Saturday, May 11, 2013

Reed Haight - "You See the World"


As I sat down to do this project I thought to myself, What is the most important thing I have learned this year? I considered all of the novels and short stories and essays we read, all of the lectures and video clips and movies we watched and every discussion we had. It hit me that, although we didn’t really explicitly discuss it, self-love was at the core of everything, typically, it was lacking.
In all three novels, the characters felt that they were unworthy unless someone was in love with them. Each character was incapable of generating that deep level of love for themselves and, thus, none of their love was what Sternberg would call “consummate love,” (if you recall from my research paper last semester). Instead, any love that the characters managed to get at was more along the lines of desire and there was always a sense of emptiness within them.

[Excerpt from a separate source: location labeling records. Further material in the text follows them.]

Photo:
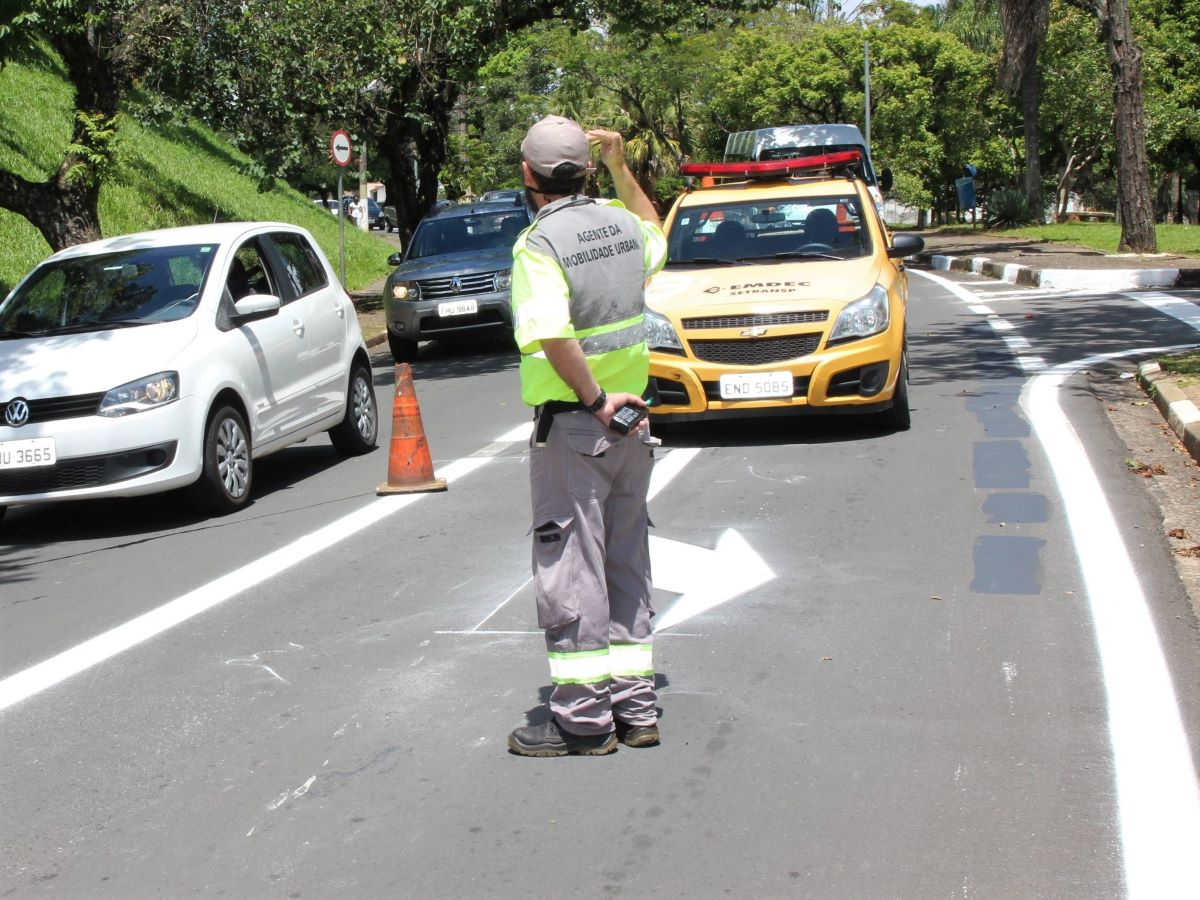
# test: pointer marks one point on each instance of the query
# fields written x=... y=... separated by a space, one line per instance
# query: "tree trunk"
x=1030 y=97
x=1135 y=207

Thinking about all of this, I started considering what I have gone through in the few years and, especially, what I have learned from all of it. Although it has been a difficult year for me, I have come out of it much stronger than I was going in. So, I asked myself why? What has changed within me that made all of those terrible things in my past suddenly seem bearable when they were not a year ago? The answer could not have been clearer: self-love.
I had gone from loathing myself and criticizing every little thing I did, allowing the perfectionist in me free reign, to working my way towards mental and emotional peace. I have begun truly appreciating everything within myself, the flaws, the strengths, the weaknesses, everything. Through this self-love, I have found such serene peace and happiness that I am almost always bursting with it! Although there is still a long way to go on my journey within self-love, I have made immense progress and it has changed my life.
Bringing this back to the class, I chose to write a poem about this self-love (the woman in the poem representing myself), because earlier in the year, although I hate to admit it, I was more like the characters in those books. Although I wouldn’t have gone nearly as far as any of them did in the search for fulfillment through another and I was far more aware of the impossibility of another fulfilling me, I was certainly relying on outside sources to show me my own worthiness. Now, though, I have found that I am not only deserving of love, both inside and out, but I am love.